Patel, R. G., Cornell University
Capecelatro, J. S., University of Michigan
Desjardins, O., Cornell University
Fox, R. O., Iowa State University
Kong, B., Iowa State University
Particle-laden turbulent flow is an important feature of many diverse environment and industrial systems such as clouds and fluidized bed reactors. Previous work has focused on an idealized, canonical flow, cluster-induced turbulence (CIT), wherein momentum coupling between a carrier fluid and setting particles leads to turbulent-like fluctuations in various quantities of interest.
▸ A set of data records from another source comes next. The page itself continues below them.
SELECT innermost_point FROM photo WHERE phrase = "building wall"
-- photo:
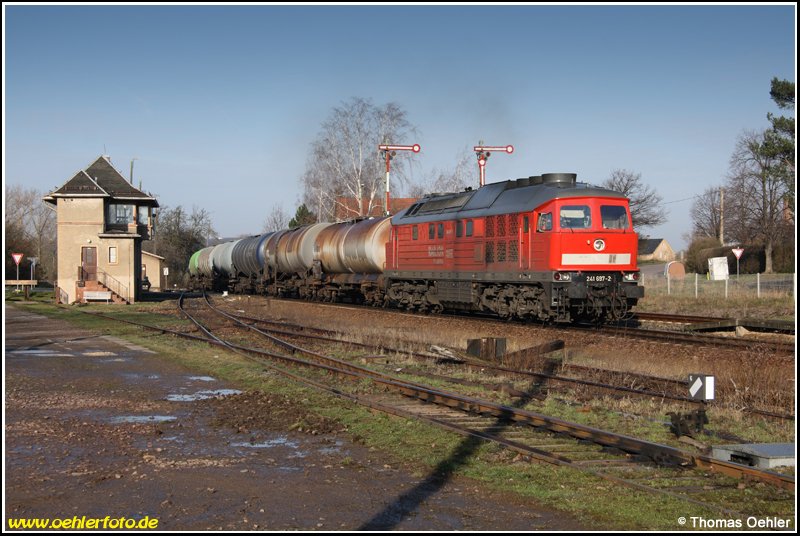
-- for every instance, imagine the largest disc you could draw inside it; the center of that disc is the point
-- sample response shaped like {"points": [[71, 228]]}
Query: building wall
{"points": [[80, 222]]}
Two-way coupled Eulerian-Lagrangian simulations of homogeneous CIT with monodisperse particles successfully captured, at a statistically stationary state, large-scale particle clustering, sustained turbulence in the fluid phase state, and significant uncorrelated particle motion. Statistics from these simulations, and simulations of homogeneously sheared CIT (Ireland et al., 2015) and wall bounded CIT (Capecelatro et al., 2016), have been computed.

In this work, we present extended simulations of CIT with bidisperse particle sizes. As was previously done with monodisperse CIT (Capecelatro et al., 2014 and 2015), we track the flow of energy from its generation due to drag until its dissipation due to fluid viscosity and particle collisions. The energy is tracked separately for both particle types and the fluid. As suggested by Fox (2014), we separate the energy from correlated velocity fluctuations, denoted as particle turbulent kinetic energy, and energy from uncorrelated velocity fluctuations, denoted as granular temperature. An energy balance is computed for various energy exchange terms to determine their relative importance and to elucidate the underlying physical mechanisms in bidisperse CIT. Additionally, volume fraction and velocity statistics for both particle types and the fluid are presented. These results are compared to results from Capecelatro et al. (2014 and 2015), and the consequences on closures for Reynolds Averaged stress models of multiphase flows are discussed.